Le parfum des cendres

de Marie Mangez
Poche – 12 avril 2023
Éditions : J’ai lu

Les parfums sont toute la vie de Sylvain Bragonard. Il a le don de cerner les personnalités grâce à de simples senteurs, qu’elles soient vives ou délicates, subtiles ou entêtantes. Tout le monde y passe, même les morts dont il s’occupe chaque jour dans son métier d’embaumeur.Cette manière insolite de dresser des portraits stupéfie Alice, une jeune thésarde fascinée par son étrange profession. Pour elle, Sylvain est une énigme : bourru et taiseux, pourquoi semble-t-il plus à l’aise avec les défunts qu’avec les vivants ? Loin de se décourager, Alice va redoubler d’efforts pour percer le secret qui l’empêche de respirer depuis quinze ans…

Un roman qui éveille les sens, mais pas seulement…

Le parfum des cendres est un premier roman.
Que dis-je ?
C’est LE premier roman de Marie Mangez, et le premier d’une très longue liste, j’espère…

Sylvain Bragonard est devenu thanatopracteur alors qu’il rêvait de devenir parfumeur.
Il avait le nez délicat, finement délicat même. Cependant, la vie ne nous mène que là où elle le veut bien…
Sylvain est un homme silencieux, mystérieux, renfermé sur lui-même, plus à l’aise avec les morts qu’avec les vivants, et ce, depuis quinze ans. Alice, qui effectue sa thèse, va bousculer, percuter son monde linéaire que rien ne semblait pouvoir perturber. Une étrange relation va progressivement se développer entre la jeune fille pleine de vitalité et l’homme qui se voue au silence, quand ce n’est pas à certains souvenirs destructeurs. Alice l’observe, elle veut découvrir le mystère qu’il porte en lui et, qui sait, peut-être lui redonner le semblant de vie qui semble lui manquer, même s’il n’en est encore pas conscient.

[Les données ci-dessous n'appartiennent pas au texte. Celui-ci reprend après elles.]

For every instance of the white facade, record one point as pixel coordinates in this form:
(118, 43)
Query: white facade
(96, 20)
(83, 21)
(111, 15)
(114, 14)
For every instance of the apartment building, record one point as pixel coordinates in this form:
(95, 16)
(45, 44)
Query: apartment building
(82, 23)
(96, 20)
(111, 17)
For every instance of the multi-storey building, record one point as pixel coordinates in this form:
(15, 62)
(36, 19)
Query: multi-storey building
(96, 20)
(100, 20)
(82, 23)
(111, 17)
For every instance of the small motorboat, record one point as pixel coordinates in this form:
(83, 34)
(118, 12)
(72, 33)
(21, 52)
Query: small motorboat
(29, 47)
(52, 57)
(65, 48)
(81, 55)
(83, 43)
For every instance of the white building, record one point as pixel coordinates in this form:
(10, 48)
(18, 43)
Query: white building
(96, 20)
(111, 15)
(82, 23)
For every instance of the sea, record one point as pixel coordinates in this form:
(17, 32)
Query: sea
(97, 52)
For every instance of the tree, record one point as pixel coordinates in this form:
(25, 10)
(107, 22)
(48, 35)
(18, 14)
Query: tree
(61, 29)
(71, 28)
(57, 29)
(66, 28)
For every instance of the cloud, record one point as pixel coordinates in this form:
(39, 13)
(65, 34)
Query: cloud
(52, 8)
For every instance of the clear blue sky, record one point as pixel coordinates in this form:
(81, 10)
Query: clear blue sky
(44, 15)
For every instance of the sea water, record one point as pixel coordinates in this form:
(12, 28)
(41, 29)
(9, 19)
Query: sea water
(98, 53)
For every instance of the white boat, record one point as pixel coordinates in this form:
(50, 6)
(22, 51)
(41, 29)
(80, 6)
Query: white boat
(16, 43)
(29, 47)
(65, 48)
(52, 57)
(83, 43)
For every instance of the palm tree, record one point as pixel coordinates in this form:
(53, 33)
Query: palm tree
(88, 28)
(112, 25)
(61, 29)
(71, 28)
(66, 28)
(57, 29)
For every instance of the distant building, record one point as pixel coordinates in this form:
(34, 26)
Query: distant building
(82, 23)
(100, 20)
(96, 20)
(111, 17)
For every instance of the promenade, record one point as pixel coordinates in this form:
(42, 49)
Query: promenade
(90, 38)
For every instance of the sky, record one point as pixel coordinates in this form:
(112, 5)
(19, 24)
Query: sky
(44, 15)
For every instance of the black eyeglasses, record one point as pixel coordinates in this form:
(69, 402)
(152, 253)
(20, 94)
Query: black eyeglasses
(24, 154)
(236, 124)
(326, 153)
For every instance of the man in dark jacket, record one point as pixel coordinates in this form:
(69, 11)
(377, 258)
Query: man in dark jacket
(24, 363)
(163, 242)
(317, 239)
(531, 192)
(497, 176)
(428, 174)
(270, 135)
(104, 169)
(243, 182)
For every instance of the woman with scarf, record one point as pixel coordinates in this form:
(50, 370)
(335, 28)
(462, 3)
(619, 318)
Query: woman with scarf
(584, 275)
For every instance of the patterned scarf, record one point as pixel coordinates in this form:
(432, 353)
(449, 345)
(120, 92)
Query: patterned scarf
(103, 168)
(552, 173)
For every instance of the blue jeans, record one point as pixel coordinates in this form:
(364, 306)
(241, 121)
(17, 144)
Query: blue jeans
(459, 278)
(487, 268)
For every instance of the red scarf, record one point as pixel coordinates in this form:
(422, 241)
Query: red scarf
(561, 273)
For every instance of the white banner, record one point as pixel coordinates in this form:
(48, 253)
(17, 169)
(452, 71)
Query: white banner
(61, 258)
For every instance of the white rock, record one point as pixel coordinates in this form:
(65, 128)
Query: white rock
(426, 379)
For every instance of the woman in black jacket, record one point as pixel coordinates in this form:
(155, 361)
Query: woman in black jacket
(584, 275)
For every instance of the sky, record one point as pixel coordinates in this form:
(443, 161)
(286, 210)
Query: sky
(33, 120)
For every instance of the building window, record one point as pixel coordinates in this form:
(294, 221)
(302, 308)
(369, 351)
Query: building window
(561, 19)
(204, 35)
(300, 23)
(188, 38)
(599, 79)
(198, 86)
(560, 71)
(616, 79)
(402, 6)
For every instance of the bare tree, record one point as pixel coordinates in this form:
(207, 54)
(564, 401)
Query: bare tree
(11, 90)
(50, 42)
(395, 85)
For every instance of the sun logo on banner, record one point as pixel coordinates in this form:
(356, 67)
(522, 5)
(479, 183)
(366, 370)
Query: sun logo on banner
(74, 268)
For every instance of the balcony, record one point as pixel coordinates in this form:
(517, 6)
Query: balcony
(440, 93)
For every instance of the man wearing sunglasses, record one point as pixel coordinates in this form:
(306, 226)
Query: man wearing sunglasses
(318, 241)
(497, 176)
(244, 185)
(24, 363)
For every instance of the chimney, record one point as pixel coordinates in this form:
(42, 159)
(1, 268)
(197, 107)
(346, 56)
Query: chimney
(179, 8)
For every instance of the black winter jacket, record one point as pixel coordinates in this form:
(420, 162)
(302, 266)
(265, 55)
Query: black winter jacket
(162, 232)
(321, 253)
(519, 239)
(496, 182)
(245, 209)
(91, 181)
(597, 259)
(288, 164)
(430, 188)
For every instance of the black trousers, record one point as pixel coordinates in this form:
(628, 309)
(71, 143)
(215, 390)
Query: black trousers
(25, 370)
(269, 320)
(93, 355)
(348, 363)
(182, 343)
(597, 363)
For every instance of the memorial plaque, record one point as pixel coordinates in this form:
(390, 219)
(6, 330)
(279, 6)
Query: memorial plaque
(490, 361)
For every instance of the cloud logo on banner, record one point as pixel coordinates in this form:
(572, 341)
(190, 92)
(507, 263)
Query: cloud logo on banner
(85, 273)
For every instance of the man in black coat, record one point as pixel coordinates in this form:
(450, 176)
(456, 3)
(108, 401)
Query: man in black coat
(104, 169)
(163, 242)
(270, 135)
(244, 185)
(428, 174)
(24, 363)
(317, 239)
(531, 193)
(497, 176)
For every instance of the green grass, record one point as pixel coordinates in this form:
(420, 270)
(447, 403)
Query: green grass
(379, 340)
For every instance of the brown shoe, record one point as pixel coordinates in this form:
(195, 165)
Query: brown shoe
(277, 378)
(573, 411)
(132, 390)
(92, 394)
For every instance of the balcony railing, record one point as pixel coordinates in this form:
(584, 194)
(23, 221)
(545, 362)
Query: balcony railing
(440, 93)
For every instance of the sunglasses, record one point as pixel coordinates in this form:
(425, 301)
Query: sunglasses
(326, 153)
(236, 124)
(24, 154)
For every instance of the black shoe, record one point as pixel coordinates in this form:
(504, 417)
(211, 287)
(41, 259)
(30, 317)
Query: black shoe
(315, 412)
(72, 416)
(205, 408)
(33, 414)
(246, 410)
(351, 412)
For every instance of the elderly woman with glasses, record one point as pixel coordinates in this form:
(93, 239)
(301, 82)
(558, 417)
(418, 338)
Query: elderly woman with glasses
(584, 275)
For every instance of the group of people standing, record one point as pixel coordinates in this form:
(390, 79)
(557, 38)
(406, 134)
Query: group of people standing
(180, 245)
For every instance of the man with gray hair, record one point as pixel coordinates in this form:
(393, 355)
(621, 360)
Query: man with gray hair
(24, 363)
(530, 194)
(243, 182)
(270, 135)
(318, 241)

En 1988, je découvrais Le parfum, de Patrick Süskind.
Je trouve que Marie Mangez lui rend, avec ce magnifique récit, un très bel hommage, mais elle va plus loin encore. Ses personnages abîmés sont attachants.
Sylvain, absent, taciturne, qui redonne vie au corps des morts, cherchant lui-même à disparaitre parfois, il est invisible lorsqu’il se regarde dans un miroir. Alice, jeune étudiante avec son air taquin, atypique, engagée, avec des yeux qui traînent partout et de la musique plein la tête, un peu maladroite peut-être, fébrile aussi, mais tellement vivante !
Cette histoire m’a captivée, avec son écriture fluide et empreinte de douceur sur les odeurs, la musique et, même si le sujet pourrait sembler sombre, la thanatopraxie, au final, ce qui en résulte, c’est bien la vie !

Une très belle découverte… originale, prenante et emplie d’émotions !
Merci Corinne !!!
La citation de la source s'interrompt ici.